Source : Proche & Moyen-Orient, Guillaume Berlat, 09-12-2019
« Ce qu’on est en train de vivre, c’est la mort cérébrale de l’OTAN », déclare Emmanuel Macron dans son entretien devenu un must, un mythe accordé à The Economist le 7 novembre 20191. Et cela à moins d’un mois d’un sommet des chefs d’État et de gouvernement de ses 29 membres réunis pour célébrer, à Londres/Watford (3-4 décembre 2019), haut lieu de l’atlantisme, le soixante-dixième anniversaire de la création de l’OTAN. La métaphore est pour le moins vigoureuse. Il est vrai que le président de la République aime appeler un chat un chat. Il n’a pas toujours le sens de la formule diplomatique pour faire passer son message à ses partenaires. Le moins que l’on puisse dire est que le cœur n’y est plus. À une crise globale du multilatéralisme vient se greffer une crise de la relation transatlantique. Deux crises dues en grande partie à la posture extérieure américaine qui ne croit plus en la vertu des organisations multilatérales pour défendre ses intérêts bien compris (point d’application de son America First) et qui ne croit plus en la vieille Europe (en raison de son pivot vers l’Asie). Deux crises exacerbées par la diplomatie du tweet de Donald Trump qui jugeait l’OTAN « obsolète », il y a peu encore, reprochant à une majorité de ses membres (Allemagne en tête) de ne pas prendre leur part du « partage du fardeau » (financier).
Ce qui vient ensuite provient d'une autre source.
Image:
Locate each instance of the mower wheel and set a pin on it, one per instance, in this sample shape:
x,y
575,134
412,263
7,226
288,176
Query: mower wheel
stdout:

Disposer d’une assurance tous risques dans le domaine de la sécurité de la part du grand frère américain suppose la réunion de trois conditions cumulatives : s’aligner automatiquement sur les positions de Washington comme prix diplomatique de sa servitude volontaire, accepter d’acquitter une copieuse prime de risque comme prix de sa couverture sécuritaire et acquérir en exclusivité du matériel militaire américain au prix fort comme prix de la sacro-sainte interopérabilité. Or, y compris dans l’église la mieux tenue, il arrive que certains fidèles s’interrogent, à l’occasion, sur la pertinence du dogme venu d’Outre-Atlantique, s’autorisent à le faire savoir urbi et orbi comme vient de le faire, Emmanuel Macron l’hérétique de fraiche date, le 7 novembre dernier en contestant les évangiles de la religion atlantiste et en célébrant les vertus de la religion européenne2. Dans ce contexte, qu’en est-il au juste de la mésalliance atlantique ?
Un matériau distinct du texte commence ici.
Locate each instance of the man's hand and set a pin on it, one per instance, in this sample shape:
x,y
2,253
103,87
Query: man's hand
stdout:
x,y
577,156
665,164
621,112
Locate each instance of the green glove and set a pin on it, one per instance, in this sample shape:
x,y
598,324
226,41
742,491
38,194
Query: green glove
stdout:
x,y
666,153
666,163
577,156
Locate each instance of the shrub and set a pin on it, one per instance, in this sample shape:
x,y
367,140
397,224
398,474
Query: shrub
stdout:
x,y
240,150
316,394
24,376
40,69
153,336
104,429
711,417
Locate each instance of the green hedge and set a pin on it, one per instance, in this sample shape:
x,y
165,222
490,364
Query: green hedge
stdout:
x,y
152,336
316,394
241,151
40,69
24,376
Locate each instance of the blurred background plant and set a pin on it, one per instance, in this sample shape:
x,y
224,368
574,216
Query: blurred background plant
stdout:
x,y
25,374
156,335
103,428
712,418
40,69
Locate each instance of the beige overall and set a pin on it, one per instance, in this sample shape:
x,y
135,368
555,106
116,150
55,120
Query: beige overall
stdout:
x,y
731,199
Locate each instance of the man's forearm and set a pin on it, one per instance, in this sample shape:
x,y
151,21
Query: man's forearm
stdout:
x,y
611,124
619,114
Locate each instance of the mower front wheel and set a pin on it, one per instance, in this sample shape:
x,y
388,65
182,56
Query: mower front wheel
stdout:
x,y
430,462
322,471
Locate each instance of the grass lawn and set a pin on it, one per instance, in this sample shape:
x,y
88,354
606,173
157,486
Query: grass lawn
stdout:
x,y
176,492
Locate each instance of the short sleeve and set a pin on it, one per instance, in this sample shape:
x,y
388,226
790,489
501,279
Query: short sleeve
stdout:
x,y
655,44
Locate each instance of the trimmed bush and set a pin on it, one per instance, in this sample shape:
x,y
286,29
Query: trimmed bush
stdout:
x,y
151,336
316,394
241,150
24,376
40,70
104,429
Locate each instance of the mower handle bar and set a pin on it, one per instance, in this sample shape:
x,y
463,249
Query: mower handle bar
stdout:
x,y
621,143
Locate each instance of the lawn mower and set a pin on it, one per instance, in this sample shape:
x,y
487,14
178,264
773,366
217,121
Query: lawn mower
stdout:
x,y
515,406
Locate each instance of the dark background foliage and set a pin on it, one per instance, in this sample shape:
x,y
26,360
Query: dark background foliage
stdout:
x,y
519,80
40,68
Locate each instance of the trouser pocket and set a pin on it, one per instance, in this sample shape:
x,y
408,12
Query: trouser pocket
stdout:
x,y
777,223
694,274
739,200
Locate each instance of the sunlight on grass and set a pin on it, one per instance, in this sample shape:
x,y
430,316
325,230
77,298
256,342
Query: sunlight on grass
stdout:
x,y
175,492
UNE ALLIANCE EN PROIE À UN DOUTE EXISTENTIEL
« L’ignorant affirme, le savant doute, le sage réfléchit » (Aristote). Le moins que l’on puisse dire est que le doute n’est pas la vertu la plus répandue dès qu’il s’agit de s’interroger sur les vertus de l’atlantisme. Nous sommes le plus souvent dans la posture de l’ignorant qui affirme. Ceci étant posé, les faits sont têtus. Les doutes qui pèsent sur la solidité et la pérennité de la relation transatlantique sont aussi bien anciens que récents.